Ele foi felino em abraça-la. Tacou-lhe um beijo e ela contribuía jorrando desejos pelos poros. Amaram-se durante horas de sonho até que ele despertou ainda ébrio.
Procurou outra garrafa de cana por conta de ver se novamente desmaiava. Foi capaz de finda-la toda em três goles. Não desmaiou. Daqui que lhe veio o recado do outro mundo e a agonia de buscar a faca para cortar seus pulsos. Quando percebeu que estava em meio aos escombros da construção, levantou-se num salto ágil e, avistou algo brilhante vindo da paisagem que o buraco da janela dispunha. Era “ela” com a mesma forma e vestimenta que apareceu em seu sonho. Desesperado, nosso amigo quis correr ao seu encontro, mas, os três andares lhe impediam.
Enquanto ela se aproximava o sol nascia fazendo cócegas no horizonte. Na busca de enxergar a imagem que sumia nos raios da estrela, nosso louco ficou cego, quando de todo o sol disposto.
Era dia. Ela havia desaparecido. Ele se frustra enquanto urina para dar lugar a mais uma garrafa de Boi Parido.
Quando do seu olfato não agüentou mais o cheiro do álcool misturado com os ácidos que iniciam a digestão no estômago foi que deu a compreender que a morte viria se ingerisse ao menos mais uma gota da bebida.
Revirou-se por entre os escombros e sem querer sentiu um papel na mão que puxou
Mas, aquelas aguçadas intromissões neurológicas já estavam passando dos limites. E como tudo o que chega ao ápice tem seu devido declínio subseqüente, achava ele estar no fim de uma situação, onde qualquer circunstância poderia desregular o caminho do seu destino.

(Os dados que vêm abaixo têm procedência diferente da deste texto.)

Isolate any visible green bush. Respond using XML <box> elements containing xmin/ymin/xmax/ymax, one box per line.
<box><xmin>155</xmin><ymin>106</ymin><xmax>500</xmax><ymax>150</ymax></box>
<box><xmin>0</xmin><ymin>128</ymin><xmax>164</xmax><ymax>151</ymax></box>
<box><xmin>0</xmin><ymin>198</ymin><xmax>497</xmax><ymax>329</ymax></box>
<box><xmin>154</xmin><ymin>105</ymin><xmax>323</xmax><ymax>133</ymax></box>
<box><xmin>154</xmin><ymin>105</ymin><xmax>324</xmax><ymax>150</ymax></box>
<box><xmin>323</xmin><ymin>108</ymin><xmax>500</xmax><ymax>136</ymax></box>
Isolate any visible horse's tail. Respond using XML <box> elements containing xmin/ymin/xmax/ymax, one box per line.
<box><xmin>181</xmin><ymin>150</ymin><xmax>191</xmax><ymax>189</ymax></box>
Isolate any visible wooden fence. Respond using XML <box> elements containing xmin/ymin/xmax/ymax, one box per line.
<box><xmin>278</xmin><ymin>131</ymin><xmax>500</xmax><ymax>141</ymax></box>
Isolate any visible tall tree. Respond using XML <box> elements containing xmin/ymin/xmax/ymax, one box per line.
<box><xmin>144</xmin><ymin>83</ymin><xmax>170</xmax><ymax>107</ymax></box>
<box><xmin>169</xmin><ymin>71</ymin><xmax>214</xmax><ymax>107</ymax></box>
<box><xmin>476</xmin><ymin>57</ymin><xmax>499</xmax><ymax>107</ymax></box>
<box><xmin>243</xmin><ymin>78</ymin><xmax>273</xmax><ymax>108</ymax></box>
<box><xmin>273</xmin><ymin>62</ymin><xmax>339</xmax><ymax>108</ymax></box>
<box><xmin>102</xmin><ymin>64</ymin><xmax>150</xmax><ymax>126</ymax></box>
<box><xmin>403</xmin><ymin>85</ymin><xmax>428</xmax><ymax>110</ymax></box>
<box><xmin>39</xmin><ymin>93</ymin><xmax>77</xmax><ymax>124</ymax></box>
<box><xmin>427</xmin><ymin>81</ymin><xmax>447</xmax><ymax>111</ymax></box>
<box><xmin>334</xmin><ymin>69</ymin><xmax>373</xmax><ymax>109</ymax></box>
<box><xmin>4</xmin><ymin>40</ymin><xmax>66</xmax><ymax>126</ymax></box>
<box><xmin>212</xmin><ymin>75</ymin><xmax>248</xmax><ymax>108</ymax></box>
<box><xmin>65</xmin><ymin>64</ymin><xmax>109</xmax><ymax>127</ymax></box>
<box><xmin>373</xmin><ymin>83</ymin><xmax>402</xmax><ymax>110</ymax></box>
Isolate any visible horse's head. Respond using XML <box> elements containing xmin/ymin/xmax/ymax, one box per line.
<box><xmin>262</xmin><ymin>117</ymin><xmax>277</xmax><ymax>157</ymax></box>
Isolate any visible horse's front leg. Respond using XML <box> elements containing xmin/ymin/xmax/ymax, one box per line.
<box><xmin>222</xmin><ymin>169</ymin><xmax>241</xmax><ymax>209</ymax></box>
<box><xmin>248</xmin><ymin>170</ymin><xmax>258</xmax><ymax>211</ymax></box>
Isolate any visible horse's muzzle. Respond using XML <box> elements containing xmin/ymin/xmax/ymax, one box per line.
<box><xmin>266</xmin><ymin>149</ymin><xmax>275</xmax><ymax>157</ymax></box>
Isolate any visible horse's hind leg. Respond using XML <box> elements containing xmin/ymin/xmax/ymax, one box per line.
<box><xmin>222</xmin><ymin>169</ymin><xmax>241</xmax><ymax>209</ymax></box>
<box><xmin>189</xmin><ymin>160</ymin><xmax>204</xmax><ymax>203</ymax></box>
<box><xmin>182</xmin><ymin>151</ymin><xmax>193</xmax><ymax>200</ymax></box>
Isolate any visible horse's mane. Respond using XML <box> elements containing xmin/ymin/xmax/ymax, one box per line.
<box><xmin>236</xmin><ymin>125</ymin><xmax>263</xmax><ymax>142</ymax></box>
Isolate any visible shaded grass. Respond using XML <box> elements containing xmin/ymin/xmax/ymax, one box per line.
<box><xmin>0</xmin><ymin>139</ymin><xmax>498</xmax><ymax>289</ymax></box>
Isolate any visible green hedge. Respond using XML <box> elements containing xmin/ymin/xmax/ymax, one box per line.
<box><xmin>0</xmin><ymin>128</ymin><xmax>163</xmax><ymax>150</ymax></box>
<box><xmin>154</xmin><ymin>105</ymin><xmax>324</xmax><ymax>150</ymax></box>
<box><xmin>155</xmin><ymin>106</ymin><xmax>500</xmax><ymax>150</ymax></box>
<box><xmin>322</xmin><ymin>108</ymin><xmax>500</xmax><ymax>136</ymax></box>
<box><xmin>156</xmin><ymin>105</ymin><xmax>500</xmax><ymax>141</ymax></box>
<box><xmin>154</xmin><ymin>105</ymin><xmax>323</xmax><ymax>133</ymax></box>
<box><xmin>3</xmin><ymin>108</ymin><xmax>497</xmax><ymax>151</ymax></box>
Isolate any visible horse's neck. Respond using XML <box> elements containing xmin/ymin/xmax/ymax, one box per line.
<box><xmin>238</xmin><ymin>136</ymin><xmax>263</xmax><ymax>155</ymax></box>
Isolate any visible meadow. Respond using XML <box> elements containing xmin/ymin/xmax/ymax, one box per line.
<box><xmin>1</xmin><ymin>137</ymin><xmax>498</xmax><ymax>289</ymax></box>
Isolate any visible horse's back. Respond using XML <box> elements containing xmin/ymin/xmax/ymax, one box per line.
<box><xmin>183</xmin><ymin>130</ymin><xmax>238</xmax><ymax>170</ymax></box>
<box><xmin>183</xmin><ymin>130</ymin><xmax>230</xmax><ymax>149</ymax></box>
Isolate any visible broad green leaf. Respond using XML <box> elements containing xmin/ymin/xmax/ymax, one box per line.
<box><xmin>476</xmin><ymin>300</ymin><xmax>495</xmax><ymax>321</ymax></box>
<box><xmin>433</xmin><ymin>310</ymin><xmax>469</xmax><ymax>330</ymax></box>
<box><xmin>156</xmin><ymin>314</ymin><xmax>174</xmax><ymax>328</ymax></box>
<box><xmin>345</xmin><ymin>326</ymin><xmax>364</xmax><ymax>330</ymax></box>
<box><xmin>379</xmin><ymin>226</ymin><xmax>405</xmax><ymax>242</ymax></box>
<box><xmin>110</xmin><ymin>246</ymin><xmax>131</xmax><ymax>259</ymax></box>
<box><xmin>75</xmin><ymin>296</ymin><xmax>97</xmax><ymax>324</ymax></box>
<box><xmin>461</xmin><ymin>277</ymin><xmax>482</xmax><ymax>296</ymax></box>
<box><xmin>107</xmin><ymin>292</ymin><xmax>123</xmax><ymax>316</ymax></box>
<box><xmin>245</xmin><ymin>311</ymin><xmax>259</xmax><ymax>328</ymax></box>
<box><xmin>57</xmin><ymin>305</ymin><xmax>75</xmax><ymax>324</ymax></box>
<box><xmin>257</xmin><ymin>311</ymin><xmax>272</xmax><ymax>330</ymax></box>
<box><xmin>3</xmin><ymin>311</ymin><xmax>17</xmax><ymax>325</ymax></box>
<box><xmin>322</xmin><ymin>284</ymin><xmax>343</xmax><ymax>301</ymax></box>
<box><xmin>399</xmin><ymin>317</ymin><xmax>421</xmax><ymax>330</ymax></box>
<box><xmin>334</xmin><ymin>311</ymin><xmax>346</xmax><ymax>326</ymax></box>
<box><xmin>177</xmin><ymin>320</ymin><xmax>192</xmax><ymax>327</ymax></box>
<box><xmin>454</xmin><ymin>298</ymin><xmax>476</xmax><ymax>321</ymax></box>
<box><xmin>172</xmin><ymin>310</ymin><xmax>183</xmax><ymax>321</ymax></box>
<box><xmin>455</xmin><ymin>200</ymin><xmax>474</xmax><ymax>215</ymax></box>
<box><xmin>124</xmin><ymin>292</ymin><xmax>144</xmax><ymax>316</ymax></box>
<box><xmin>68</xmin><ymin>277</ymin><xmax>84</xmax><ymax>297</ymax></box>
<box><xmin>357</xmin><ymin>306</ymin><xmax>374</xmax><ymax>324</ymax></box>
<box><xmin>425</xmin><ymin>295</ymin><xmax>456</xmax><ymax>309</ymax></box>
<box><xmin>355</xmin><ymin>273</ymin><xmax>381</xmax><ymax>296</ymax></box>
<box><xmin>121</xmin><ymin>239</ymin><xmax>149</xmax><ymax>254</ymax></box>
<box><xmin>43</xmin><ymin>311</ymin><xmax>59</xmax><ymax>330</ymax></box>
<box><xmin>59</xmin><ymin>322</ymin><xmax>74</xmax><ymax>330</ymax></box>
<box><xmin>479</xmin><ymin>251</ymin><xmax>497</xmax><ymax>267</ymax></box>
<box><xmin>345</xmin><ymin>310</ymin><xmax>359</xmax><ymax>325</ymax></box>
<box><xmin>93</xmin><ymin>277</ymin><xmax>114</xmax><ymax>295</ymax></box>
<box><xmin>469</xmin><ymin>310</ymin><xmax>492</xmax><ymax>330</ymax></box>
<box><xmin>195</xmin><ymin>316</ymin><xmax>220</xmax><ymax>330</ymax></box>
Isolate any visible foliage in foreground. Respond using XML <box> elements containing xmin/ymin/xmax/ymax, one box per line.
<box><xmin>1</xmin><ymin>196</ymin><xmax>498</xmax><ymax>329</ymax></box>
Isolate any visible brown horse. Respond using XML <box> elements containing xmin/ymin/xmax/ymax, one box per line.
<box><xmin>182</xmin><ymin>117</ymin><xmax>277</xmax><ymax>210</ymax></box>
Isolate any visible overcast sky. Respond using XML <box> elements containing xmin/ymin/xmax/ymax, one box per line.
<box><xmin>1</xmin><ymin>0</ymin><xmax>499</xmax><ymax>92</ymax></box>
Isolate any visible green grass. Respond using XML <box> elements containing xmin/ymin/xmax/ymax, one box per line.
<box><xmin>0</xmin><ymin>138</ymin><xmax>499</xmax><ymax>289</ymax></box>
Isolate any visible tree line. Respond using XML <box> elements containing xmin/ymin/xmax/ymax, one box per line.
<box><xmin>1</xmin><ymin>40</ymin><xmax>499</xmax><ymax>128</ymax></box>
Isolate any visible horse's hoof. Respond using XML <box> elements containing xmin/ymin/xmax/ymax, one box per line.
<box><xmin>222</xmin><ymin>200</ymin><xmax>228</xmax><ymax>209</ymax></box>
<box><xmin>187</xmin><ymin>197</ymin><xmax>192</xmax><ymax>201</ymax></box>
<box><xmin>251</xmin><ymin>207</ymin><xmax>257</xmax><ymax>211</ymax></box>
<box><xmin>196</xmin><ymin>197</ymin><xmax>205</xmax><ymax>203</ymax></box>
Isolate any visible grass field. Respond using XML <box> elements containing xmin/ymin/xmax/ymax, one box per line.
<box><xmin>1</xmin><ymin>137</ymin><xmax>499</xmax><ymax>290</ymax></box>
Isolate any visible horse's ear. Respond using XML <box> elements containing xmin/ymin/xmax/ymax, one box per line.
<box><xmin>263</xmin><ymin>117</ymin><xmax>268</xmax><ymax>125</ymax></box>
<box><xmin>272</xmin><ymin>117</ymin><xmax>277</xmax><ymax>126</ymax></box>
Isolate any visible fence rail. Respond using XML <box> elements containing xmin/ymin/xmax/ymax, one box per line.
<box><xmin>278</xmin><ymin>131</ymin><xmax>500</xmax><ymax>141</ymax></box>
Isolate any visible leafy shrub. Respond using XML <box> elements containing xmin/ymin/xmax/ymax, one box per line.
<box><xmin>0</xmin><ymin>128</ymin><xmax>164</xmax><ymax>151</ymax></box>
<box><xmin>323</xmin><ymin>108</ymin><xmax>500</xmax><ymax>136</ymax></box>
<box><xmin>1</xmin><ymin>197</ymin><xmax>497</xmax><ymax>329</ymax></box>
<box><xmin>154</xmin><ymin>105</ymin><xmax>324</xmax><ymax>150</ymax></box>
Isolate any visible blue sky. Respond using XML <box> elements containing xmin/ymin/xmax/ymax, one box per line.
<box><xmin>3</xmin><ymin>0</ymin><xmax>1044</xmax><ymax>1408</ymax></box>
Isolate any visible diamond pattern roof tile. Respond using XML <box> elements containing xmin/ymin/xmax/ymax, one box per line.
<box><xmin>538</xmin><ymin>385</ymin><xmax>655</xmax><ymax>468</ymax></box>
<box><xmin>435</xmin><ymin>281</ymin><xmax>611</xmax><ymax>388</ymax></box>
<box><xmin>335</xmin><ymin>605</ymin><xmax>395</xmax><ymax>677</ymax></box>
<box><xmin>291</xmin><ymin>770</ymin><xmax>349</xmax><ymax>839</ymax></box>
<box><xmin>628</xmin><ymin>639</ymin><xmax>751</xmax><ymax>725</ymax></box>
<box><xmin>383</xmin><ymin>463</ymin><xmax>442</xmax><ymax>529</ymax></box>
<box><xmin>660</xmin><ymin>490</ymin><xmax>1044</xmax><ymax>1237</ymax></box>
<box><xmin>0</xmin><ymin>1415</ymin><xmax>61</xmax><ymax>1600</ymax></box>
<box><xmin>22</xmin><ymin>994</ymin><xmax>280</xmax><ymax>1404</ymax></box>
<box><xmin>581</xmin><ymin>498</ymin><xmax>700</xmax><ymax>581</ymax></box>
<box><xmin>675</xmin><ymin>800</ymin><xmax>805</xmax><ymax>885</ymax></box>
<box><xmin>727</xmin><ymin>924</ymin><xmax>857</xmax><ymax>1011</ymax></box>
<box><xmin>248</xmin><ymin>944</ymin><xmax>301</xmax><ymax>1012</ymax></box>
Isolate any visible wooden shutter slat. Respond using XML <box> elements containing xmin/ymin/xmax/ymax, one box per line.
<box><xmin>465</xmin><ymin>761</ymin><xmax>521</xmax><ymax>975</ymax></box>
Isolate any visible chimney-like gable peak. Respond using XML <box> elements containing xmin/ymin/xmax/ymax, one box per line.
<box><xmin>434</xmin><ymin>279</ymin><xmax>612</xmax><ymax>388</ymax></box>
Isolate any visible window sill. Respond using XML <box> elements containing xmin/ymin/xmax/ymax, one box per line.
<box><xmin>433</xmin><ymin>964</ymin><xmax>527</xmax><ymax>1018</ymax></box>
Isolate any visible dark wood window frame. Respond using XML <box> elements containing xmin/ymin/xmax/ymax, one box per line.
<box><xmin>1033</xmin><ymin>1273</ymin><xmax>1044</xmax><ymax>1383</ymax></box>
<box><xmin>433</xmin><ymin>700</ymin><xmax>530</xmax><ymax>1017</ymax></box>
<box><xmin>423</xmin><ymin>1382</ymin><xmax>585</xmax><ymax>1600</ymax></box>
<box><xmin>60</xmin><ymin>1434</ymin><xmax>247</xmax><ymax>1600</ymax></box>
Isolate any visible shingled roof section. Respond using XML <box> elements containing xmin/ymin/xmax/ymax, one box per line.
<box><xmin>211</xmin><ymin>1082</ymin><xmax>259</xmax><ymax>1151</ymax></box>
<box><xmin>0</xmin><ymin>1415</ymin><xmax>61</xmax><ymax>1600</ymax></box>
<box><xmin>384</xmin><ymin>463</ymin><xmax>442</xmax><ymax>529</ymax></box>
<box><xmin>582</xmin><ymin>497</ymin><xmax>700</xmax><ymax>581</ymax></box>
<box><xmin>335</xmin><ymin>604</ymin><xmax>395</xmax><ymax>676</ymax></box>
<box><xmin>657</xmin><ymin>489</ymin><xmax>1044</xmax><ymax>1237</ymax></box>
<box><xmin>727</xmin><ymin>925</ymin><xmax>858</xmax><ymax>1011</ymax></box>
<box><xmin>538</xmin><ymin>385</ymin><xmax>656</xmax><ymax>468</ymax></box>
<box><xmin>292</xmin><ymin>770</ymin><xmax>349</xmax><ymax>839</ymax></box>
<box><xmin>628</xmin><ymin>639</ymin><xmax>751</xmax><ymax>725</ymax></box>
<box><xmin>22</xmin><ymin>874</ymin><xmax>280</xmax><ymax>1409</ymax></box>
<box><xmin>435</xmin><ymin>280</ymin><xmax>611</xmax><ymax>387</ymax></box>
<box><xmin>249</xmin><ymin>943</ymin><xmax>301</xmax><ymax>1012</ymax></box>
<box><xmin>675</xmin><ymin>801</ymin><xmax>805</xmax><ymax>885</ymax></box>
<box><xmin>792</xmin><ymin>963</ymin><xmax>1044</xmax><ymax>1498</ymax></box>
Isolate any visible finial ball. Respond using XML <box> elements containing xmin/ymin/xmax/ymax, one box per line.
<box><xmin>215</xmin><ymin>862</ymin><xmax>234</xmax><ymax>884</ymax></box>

Como a sobriedade já estava tomando conta de sua consciência ele abriu outra garrafa e começou a degustá-la com uma lentidão tão profunda e oriental que parecia ser a última.
Aos pouco foi novamente entrando no ar obliquo o qual se encontrou por algumas vezes enquanto narro esta história.
Às vezes, quando existe a idealização de um ser dentro da consciência humana, esta se desprende da sanidade em variáveis níveis de dormências musculares, numa excitação sem freios a determinado aspecto que chega até a espreitar sonhos alheios, esperando que esses lhe sirvam de alimento. Sonhos esses que também contribuem para uma sonâmbula fluidez que vagarosamente se deixa acordar como parte de um despertar vagabundo que se sente satisfeito apenas com um bem dado amplexo.
Não me recordo há quanto tempo e nem quantas garrafas tomou nosso amigo desde que saiu de casa. Apenas tento entrar de forma um tanto grotesca e inusitada na sensação de desprezo por tudo o qual ele se encontrava; na sensação de total afeto esquizofrênico que lhe acometia e também em sua entusiasmada busca por uma unificação etérea de freqüências, onde pudesse deslumbrar um ser e o sê-lo e com isso se aprazer da mesma água que a gente sendo fogo apaga e do mesmo fogo que pela água a gente se deixa apagar de loucura.